Poly article, mono genes, libido enhancer

These items aren't really related to each other in any way, but if I were Harper's Index, I would juxtapose them to give a vaguely unsettling impression that they were.

  • Procter & Gamble is working on a testosterone patch intended to increase "women's sexual desire and performance"; they've been testing it on women "who had their ovaries removed and who suffer from Hypoactive Sexual Desire Disorder" (note that it's only considered a disorder "if it causes distress for the patient or problems in the patient's relationships," though it sounds like if the person's partner considers it a problem, that counts as problems in the relationship). As the Motley Fool article about the patch notes, "[T]reatment for sexual dysfunction is controversial.
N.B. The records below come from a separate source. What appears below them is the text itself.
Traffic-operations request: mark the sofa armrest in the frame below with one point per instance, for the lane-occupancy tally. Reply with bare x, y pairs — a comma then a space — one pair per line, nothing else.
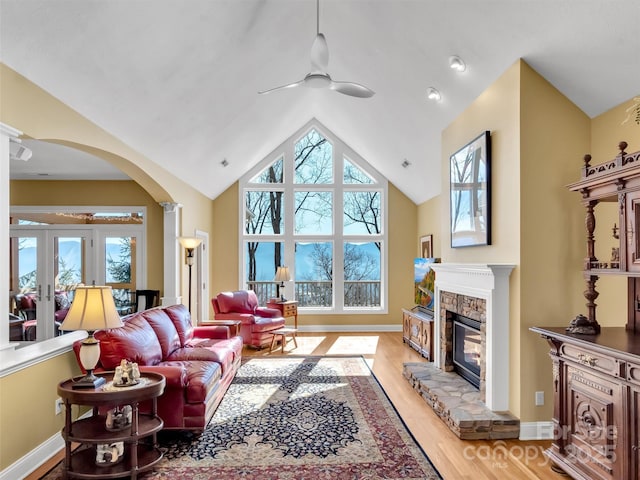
176, 376
243, 317
266, 312
212, 331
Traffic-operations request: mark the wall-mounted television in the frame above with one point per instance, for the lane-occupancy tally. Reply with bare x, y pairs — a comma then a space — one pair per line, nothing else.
424, 278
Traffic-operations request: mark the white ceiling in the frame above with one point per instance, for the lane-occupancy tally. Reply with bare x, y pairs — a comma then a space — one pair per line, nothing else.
178, 80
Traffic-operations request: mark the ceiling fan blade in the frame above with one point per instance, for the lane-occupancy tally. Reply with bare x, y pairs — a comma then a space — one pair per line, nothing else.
352, 89
319, 54
282, 87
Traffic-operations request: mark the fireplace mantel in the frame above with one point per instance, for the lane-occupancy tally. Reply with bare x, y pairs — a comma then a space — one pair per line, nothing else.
491, 283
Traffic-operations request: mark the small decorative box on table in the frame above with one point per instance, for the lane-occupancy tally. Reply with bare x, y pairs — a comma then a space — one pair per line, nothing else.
134, 445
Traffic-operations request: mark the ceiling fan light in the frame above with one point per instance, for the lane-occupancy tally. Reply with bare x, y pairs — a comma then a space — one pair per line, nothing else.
457, 64
433, 94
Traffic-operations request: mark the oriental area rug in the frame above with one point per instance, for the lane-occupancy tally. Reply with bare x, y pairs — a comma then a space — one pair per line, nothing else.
297, 418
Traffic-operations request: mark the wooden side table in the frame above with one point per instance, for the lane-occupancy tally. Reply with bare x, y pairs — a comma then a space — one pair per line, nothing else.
282, 334
234, 325
139, 455
288, 309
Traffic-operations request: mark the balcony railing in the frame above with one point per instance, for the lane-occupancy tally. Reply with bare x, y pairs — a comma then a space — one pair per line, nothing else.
362, 293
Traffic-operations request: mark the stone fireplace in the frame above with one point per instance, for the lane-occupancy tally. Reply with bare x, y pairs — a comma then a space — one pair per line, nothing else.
479, 294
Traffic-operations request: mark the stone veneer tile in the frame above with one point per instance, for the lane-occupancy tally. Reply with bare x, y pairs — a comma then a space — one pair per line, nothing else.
459, 404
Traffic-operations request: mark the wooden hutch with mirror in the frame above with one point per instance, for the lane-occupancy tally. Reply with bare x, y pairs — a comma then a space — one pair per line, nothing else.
596, 371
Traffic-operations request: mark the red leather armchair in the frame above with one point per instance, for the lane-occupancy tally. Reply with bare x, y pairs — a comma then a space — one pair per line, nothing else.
257, 322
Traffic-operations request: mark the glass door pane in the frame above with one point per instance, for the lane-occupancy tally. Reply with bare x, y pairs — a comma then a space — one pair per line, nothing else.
71, 266
24, 280
120, 270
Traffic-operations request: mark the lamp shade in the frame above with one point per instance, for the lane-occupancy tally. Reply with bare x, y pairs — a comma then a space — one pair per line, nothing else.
282, 275
190, 242
92, 309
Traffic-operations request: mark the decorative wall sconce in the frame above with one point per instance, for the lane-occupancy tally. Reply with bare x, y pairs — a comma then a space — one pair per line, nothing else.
189, 244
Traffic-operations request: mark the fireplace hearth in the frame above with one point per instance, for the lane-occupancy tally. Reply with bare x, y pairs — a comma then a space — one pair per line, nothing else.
479, 410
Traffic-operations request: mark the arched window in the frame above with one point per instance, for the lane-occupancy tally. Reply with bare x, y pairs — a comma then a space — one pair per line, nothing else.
316, 206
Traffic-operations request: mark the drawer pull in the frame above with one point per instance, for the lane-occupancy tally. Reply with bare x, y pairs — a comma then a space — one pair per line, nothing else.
587, 359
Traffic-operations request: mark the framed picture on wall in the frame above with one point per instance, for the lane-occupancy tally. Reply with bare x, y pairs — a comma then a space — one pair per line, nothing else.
470, 193
426, 246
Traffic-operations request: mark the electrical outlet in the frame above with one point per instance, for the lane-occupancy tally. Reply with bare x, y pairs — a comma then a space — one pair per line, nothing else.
59, 404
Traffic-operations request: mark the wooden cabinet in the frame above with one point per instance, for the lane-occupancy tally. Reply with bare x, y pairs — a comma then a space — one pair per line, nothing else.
417, 331
616, 181
596, 382
138, 439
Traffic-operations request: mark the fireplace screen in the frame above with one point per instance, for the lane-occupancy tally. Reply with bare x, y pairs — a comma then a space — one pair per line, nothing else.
467, 348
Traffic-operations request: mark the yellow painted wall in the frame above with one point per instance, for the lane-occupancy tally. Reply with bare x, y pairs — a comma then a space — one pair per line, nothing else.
430, 223
30, 109
554, 134
607, 130
27, 400
497, 109
50, 192
402, 250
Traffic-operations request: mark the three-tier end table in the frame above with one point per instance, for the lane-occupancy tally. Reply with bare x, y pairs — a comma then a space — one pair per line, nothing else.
141, 450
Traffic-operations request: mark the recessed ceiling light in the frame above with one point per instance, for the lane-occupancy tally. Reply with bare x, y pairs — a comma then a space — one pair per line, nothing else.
433, 94
457, 64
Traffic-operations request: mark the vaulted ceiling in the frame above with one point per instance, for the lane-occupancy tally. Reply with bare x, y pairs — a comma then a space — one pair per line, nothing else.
178, 80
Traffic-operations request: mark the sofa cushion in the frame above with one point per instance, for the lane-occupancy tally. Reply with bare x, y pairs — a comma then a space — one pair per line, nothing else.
165, 330
179, 315
223, 352
242, 301
202, 377
135, 341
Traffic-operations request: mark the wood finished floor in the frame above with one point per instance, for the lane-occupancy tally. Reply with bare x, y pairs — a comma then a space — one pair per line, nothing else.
455, 459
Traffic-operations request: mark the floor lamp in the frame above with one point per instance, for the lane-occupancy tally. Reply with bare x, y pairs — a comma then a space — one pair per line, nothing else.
189, 244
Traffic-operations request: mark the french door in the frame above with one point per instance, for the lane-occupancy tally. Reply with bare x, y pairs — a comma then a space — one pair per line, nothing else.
46, 264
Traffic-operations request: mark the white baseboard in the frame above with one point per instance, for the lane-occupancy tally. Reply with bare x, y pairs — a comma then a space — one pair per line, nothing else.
33, 459
536, 431
351, 328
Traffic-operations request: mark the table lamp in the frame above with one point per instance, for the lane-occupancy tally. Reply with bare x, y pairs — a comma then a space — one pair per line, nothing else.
92, 309
282, 275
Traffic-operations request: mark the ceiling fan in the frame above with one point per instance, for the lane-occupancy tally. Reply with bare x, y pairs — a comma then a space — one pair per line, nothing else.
318, 77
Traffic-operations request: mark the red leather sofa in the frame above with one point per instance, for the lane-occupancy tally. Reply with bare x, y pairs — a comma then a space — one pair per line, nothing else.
256, 322
198, 363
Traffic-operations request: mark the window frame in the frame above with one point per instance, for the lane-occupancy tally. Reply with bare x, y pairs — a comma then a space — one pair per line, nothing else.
341, 151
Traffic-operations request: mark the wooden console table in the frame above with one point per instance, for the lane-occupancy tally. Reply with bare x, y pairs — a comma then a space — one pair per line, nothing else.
596, 408
234, 325
417, 331
139, 455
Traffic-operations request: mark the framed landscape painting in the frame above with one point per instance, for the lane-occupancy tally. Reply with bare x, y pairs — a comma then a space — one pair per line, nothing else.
426, 246
470, 193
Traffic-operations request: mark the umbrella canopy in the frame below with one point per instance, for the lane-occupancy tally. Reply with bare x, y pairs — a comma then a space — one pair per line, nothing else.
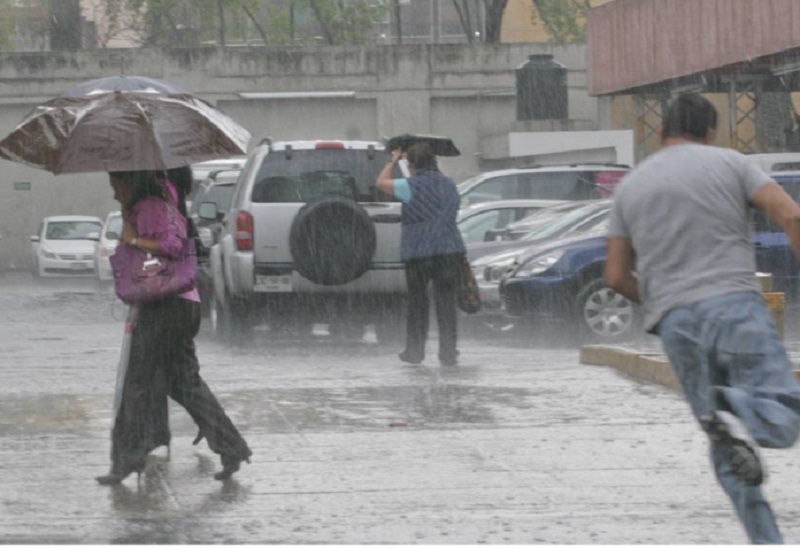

As P&G's own researchers acknowledge, the causes are complex, and many therapists maintain that they're largely psychological." P&G hopes to make the patch available next year. WebMD has a little more.
  • There's a gene related to vasopressin receptors. Transferring that gene from male prairie voles ("who are known to form lifelong bonds with a single mate") to male meadow voles ("who mate with multiple partners and lack vasopressin receptors") increases the meadow voles' vasopressin receptor levels, and results in the meadow voles exhibiting monogamous behavior, according to a new study published in Nature. According to the WebMD article on the study, "Researchers say previous research has shown that these vasopressin receptors may play a role in social disorders, such as autism, that make it difficult to form social bonds. . . . Studies in humans have also suggested that the same brain pathways involved in forming romantic relationships may also be involved in drug addiction. . . . 'The brain process of bonding with one's partner may be similar to becoming addicted to drugs: both activate reward circuits in the brain," says researcher Miranda Lim, a postdoctoral fellow at Emory University." Anthropologist Melvin Konner writes, in a related piece in Nature, "We are a long way from a commitment pill, but perhaps closer to a neurology of romance." I am, of course, dubious about the spectre of commitmentphobia being labeled a disease, to be treated chemically or genetically, but I'm intrigued by the story possibilities in the thought that someone who found themselves unable to stop sleeping around despite a desire to do so could take a treatment that would stop the undesired behavior.
  • "Southern Baptists called for a constitutional amendment banning gay marriage." In unrelated news, the attendees of the Southern Baptist Convention "declined to vote on a resolution that called public education 'officially godless.'"
  • Naomi Darvell of Clean Sheets has an article about polyamory that quotes (with my permission) my journal entry about the Elle article about polyamory. Good article, Naomi! Unfortunately, as Naomi notes in a sidebar, Elle's editors weren't exactly enthusiastic about their article; one of them even said, ". . . I'm not advocating an open marriage movement—I think jealousy and possessiveness are actually hardwired into us for a reason, and even if they aren't, they're pretty powerful emotions to overcome."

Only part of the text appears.